Like many in the Class of 1998 at Towson University, Irv and Sylvia Cohen have spent the past four years lugging heavy books around campus, typing dozens of papers with pesky footnotes and studying countless hours to earn baccalaureate degrees.
And, like college sweethearts everywhere, they have been known to hold hands between classes and sneak smooches in the hallowed halls.
But there are a few differences. The Pikesville couple, who have been married 58 years, are more than a half-century older than their fellow students -- and among the oldest graduates in the school's history.
When Mr. Cohen, 81, a political science major, and Mrs. Cohen, 79, a theater arts major, walk across the commencement stage this month in cap and gown, they will achieve a long-delayed goal.
"We've been talking about it our whole married life," said Mrs. Cohen, a diminutive dynamo who greets other students on campus with hugs. "It's something we always wanted to do."
The Cohens are among 103 active Golden I.D. students at Towson University, participating in a program that allows qualified senior citizens to take credits at a discount. But not all of the students are on a degree track, school officials say.
The majority of older people who attend Maryland universities and colleges rely on community colleges to expand their intellectual horizons, according to the Maryland Higher Education Commission. Of the 2,841 students 65 and older who were enrolled in the fall of 1997 in the state, 84 percent, or 2,386 students, chose two-year colleges.

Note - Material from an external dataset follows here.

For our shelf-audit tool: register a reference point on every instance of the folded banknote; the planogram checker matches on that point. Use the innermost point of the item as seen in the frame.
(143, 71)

Until five years ago, the Cohens managed piano and organ stores, first on Howard Street in Baltimore and then in Catonsville. He was the affable salesman out front. She was the bookkeeper in the back office.
After they retired, the couple, who raised two sons and have an adult granddaughter, knew it was time to hit the books.
"We got tired of doing run-of-the-mill stuff," said Mr. Cohen, whose thick silver mane was a standout in a recent film class made up mostly of teen-agers in baseball caps and ponytail holders.
During the class lecture, Mrs. Cohen sat in the balcony and watched her husband in the tiered classroom. She greeted him afterward with a quick kiss while he slung a black nylon backpack over his shoulder and grabbed a wooden cane to steady his walk.
"We're best friends," said Mrs. Cohen, who often pops into her husband's classroom after her 8 a.m. ceramics class.
An hour before, amid tables spackled with epoxy and paint, Mrs. Cohen -- in the requisite college uniform of jeans and athletic shoes -- had been pounding a glob of mocha-colored clay and discussing an intricate design for a mirror frame with instructor Ann-Marie Hannawacker.
"She has been ambitious with all her projects, giving them the extra mile always," said Hannawacker, 29. "I find people who go back to school later on in life have a very serious attitude about it."
The Cohens, who chose Towson University because of its proximity, knew they wanted degrees. But, 60 years after graduating from high school in Philadelphia, they weren't sure what to expect. "It wasn't hard coming back. It was hard studying," acknowledged Mrs. Cohen, who estimated that she and her husband spend about eight hours a day studying. "What takes you guys one hour, it takes me three hours."
The Cohens -- who live in a comfortable apartment off Smith Avenue that is decorated with Mrs. Cohen's oil paintings -- set up a homework station in a corner of their bedroom. Mrs. Cohen uses an older Macintosh computer, and Mr. Cohen uses the newer Compaq.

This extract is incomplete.